A imaginar nos vamos en esta ocasión a
Lazagurría y Leache, pueblos de la Navarra Media muy diferentes, que seguro que
dan para fantasear mucho y bueno a diletantes como nosotros y para proferir
razonamientos encadenados a historiadores, porque sus piedras hablan a voces,
sobre todo las incontables que tiene el segundo, que son como cotorras.
En Lazagurría se presenta uno en un
abrir y cerrar de ojos por la autovía A-12, pero nosotros no. Mejor por la
vieja N-111 hasta Los Arcos y desde aquí por la NA-1120, y así disfrutar de
alguna que otra curva, aunque no muchas. Curiosamente, nos hemos cruzado en la
NA-1120 con cinco o seis Ferrari, de los que sólo se ven en las películas o en
Mónaco, y parece que venían del circuito de Los Arcos, con pilotos por un rato
disfrutando de unas máquinas al alcance de pocos bolsillos.
Lazagurría se encuentra en una
encrucijada, de carreteras y de ríos, que en realidad son más bien riachuelos,
como el Linares y el Odrón. Es una villa estirada de Este a Oeste, casi un
pueblo calle, aunque ha engordado un poco a lo ancho. El caserío se ha plantado
al sur de una suave ladera proyectada hacia la orilla del río Linares. Se
encuentra muy bien enlazado, a 21 kilómetros de Logroño y 67 de Pamplona por
la A-12, con salida propia.
A pesar de la autovía, el sosiego campa
a sus anchas en este lugar. Hoy, sus algo más de 200 habitantes han caído en la
indolencia, seguramente por ser domingo. Aunque el propio municipio rezuma
sabor añejo, en domingo y cualquier otro día también. Se le ve un poco mustio y
no sabemos bien por qué. La Iglesia, un tanto añosa, se alza a pie de calle, de
la calle Mayor, con su campanario de ladrillo despuntando en las alturas.
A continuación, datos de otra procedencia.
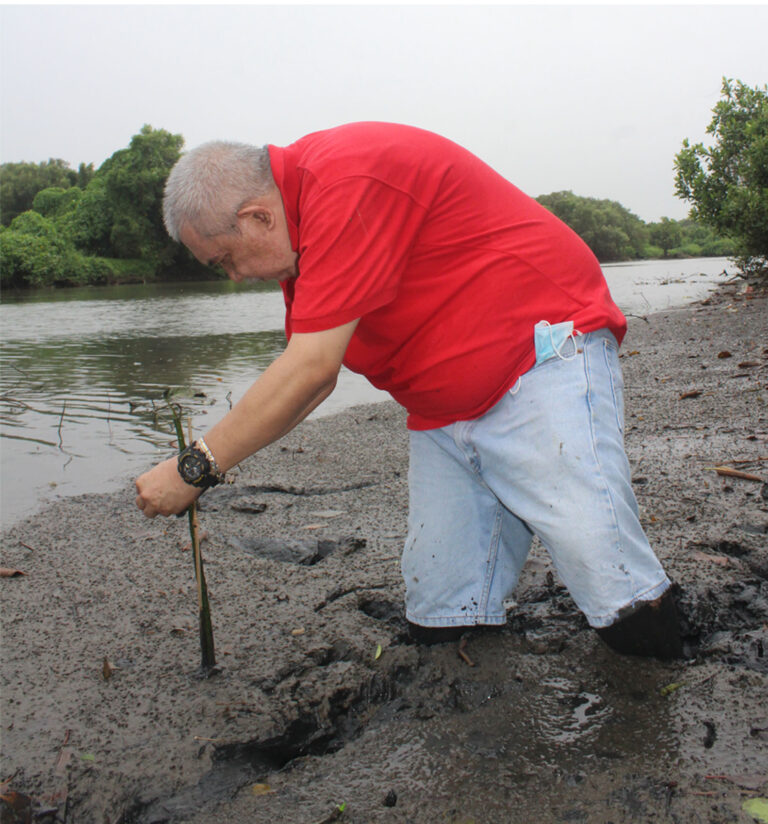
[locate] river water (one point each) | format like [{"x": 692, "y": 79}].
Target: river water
[{"x": 84, "y": 372}]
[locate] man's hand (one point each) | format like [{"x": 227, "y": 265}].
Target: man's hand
[
  {"x": 283, "y": 395},
  {"x": 161, "y": 491}
]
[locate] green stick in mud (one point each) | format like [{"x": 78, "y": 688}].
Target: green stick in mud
[{"x": 204, "y": 608}]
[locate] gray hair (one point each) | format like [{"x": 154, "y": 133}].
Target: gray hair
[{"x": 208, "y": 186}]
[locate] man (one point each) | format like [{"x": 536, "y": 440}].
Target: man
[{"x": 409, "y": 260}]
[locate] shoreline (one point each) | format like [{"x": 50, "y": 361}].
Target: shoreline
[{"x": 302, "y": 562}]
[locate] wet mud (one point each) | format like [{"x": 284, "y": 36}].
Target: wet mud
[{"x": 322, "y": 698}]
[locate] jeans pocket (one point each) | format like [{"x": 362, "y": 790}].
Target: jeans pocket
[{"x": 611, "y": 354}]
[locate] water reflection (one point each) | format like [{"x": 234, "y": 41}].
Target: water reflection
[{"x": 83, "y": 371}]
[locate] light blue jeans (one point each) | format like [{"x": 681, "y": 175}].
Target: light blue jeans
[{"x": 547, "y": 460}]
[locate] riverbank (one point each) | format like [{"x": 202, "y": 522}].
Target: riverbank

Las
señoras cigüeñas se han empeñado en decorarlo. Le han plantado un moño a
disgusto del señor párroco.
Hechos los honores a Lazagurría, nos
vamos de occidente hacia oriente, de la Merindad de Estella a la de Sangüesa,
mendigando, como siempre, algún que otro puerto que anime la ruta. Nos hemos
tenido que conformar con el alto de Lerga, no es gran cosa pero menos da una
piedra. Nuestro nuevo objetivo está en lo que fue el Val de Aibar, disgregado
en municipios independientes en el siglo XIX, entre ellos Leache. Llegados a
Aibar, desde aquí parte una carretera estrecha y solitaria, la NA-5120, que
termina muriendo en Leache, en medio de la nada. No hay civilización más allá.
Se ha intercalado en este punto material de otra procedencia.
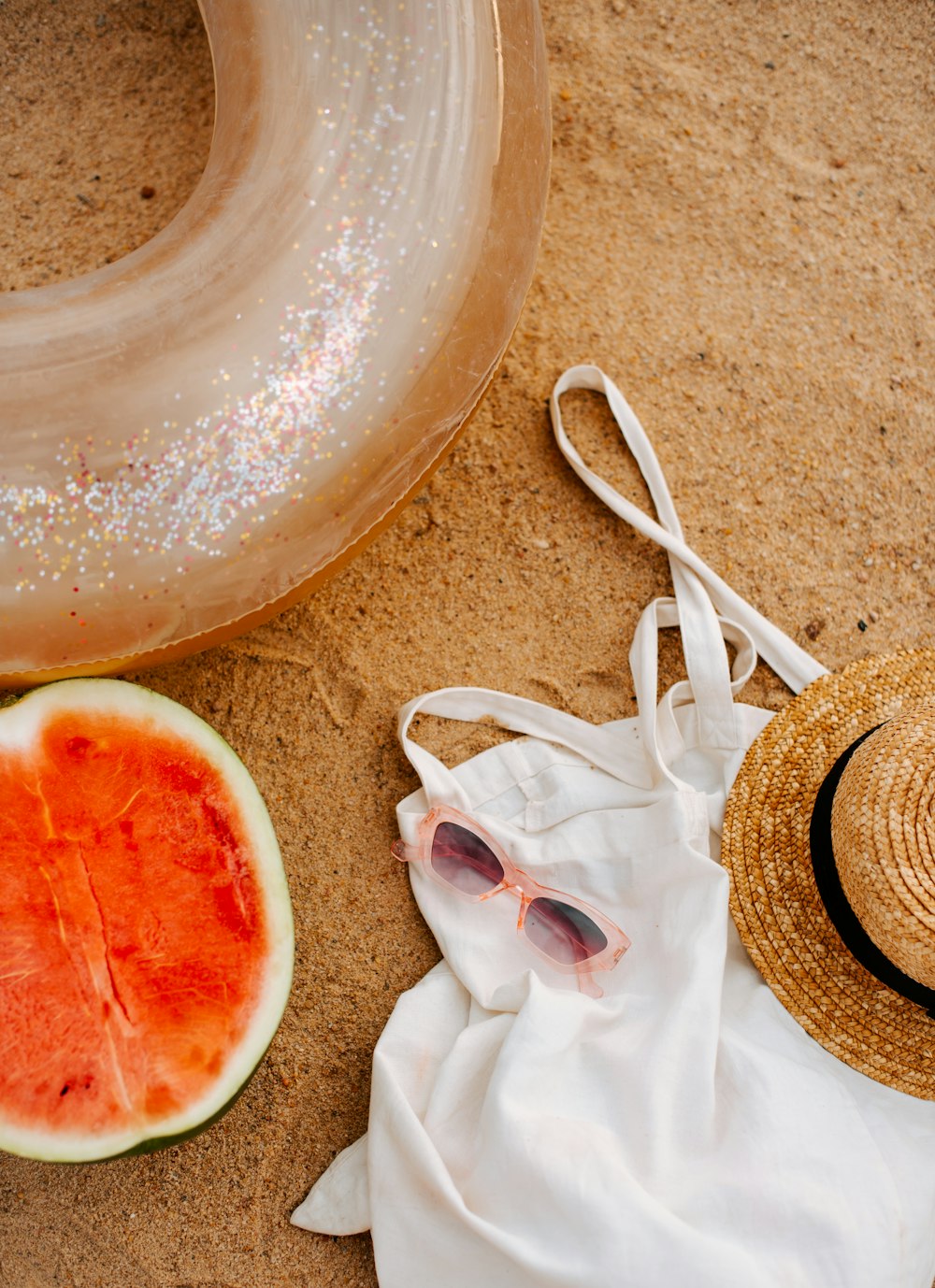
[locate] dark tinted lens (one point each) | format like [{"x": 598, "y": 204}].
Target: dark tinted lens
[
  {"x": 563, "y": 933},
  {"x": 464, "y": 859}
]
Leache es un pequeño pueblo un tanto
desvencijado, pero tiene aura. A día de hoy lo habitan unos 35 vecinos, aunque
en la Edad Media debió aproximarse a los 300. Llegó a contar con dos iglesias
románicas de las que únicamente sobrevive una y desfigurada. De la otra quedan
unas ruinas en la parte alta del pueblo, son ruinas susurrantes, de esas que cuentan
historias serias a quien sabe interpretarlas. Estuvo dedicada a San Martín de
Tour y perteneció a la Orden de San Juan de Jerusalén, que tuvo una Encomienda
en Leache, de las más importantes en Navarra entre los siglos XIII y XV a
juzgar por la documentación que se conserva en el Archivo Histórico Nacional.
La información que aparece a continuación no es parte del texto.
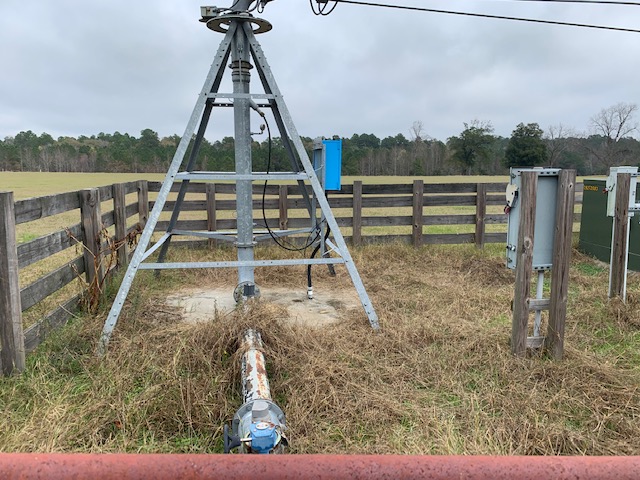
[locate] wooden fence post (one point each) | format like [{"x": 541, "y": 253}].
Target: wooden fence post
[
  {"x": 91, "y": 221},
  {"x": 620, "y": 237},
  {"x": 12, "y": 356},
  {"x": 481, "y": 213},
  {"x": 356, "y": 227},
  {"x": 143, "y": 203},
  {"x": 524, "y": 266},
  {"x": 554, "y": 340},
  {"x": 210, "y": 192},
  {"x": 120, "y": 220},
  {"x": 418, "y": 219},
  {"x": 282, "y": 207}
]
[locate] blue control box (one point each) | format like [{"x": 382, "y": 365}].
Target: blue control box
[{"x": 333, "y": 166}]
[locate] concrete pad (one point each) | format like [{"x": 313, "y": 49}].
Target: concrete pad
[{"x": 201, "y": 305}]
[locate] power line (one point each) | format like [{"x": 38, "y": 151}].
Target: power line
[
  {"x": 595, "y": 2},
  {"x": 498, "y": 17}
]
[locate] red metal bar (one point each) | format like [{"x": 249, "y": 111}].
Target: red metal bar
[{"x": 21, "y": 466}]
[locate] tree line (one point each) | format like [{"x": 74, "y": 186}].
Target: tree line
[{"x": 475, "y": 151}]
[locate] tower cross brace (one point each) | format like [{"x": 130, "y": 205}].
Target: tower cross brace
[{"x": 241, "y": 45}]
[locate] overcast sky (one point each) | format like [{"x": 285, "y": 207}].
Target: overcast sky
[{"x": 84, "y": 67}]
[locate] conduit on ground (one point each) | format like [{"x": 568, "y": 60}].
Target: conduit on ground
[{"x": 354, "y": 467}]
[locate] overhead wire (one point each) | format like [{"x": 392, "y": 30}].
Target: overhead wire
[
  {"x": 595, "y": 2},
  {"x": 484, "y": 15},
  {"x": 322, "y": 7}
]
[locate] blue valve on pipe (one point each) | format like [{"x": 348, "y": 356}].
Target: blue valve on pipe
[{"x": 264, "y": 437}]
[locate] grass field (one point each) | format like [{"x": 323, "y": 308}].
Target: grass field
[
  {"x": 438, "y": 379},
  {"x": 36, "y": 184}
]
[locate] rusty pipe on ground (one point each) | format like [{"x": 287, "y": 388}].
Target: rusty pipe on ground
[
  {"x": 255, "y": 383},
  {"x": 258, "y": 426},
  {"x": 21, "y": 466}
]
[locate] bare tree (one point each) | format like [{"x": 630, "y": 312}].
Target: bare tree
[
  {"x": 416, "y": 132},
  {"x": 558, "y": 139},
  {"x": 613, "y": 125}
]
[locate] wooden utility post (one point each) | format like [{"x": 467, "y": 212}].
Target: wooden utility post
[
  {"x": 120, "y": 220},
  {"x": 418, "y": 216},
  {"x": 91, "y": 221},
  {"x": 524, "y": 265},
  {"x": 356, "y": 225},
  {"x": 554, "y": 341},
  {"x": 143, "y": 203},
  {"x": 619, "y": 247},
  {"x": 481, "y": 213},
  {"x": 12, "y": 355}
]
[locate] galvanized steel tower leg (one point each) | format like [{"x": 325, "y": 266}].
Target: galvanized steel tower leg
[
  {"x": 271, "y": 85},
  {"x": 242, "y": 129},
  {"x": 211, "y": 83}
]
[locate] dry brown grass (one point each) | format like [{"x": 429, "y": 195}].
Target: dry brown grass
[{"x": 438, "y": 379}]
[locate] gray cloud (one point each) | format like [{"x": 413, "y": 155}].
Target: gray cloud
[{"x": 73, "y": 68}]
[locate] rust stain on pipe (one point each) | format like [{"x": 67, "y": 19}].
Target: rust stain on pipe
[{"x": 355, "y": 467}]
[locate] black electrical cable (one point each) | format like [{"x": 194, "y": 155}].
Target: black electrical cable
[
  {"x": 281, "y": 241},
  {"x": 313, "y": 254},
  {"x": 595, "y": 2},
  {"x": 482, "y": 15}
]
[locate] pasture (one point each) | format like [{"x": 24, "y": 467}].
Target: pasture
[{"x": 438, "y": 379}]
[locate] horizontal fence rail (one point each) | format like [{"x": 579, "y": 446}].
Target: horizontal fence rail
[{"x": 418, "y": 213}]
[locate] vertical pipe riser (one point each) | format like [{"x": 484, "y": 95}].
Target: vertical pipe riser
[
  {"x": 242, "y": 129},
  {"x": 255, "y": 383}
]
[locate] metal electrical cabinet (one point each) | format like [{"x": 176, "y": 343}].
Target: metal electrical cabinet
[
  {"x": 327, "y": 162},
  {"x": 546, "y": 197},
  {"x": 595, "y": 225}
]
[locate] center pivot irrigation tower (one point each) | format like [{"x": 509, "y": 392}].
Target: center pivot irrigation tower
[{"x": 240, "y": 28}]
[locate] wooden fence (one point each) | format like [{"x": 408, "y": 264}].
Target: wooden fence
[{"x": 372, "y": 213}]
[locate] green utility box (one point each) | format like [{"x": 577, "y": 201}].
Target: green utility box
[{"x": 595, "y": 226}]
Pero a mediados del siglo XIX la
iglesia ya estaba arruinada y abandonada por culpa del señor Mendizábal, o al
menos a él le echan la culpa los curas. Fue objeto de rapiña y utilizada como
cantera para otras construcciones del pueblo. Por eso una parte de Leache
parece hecho a retales, hecho con piedras realquiladas al pobre San Martín de
Tour sin su consentimiento. El expolio lo protagonizaron las edificaciones que
hoy muestran portaladas, ventanas, piedras talladas y sillares de época
románica y gótica. ¡Qué cara!, se exhiben sin un ápice de vergüenza, como si la
sisa no fuera con ellas. Así, cómo vamos a entender nosotros a las piedras, si
pretenden engañar. Luego dicen que nos inventamos lo que nos parece, sin orden
ni concierto. La culpa de nuestros desvaríos…, de las piedras fulleras.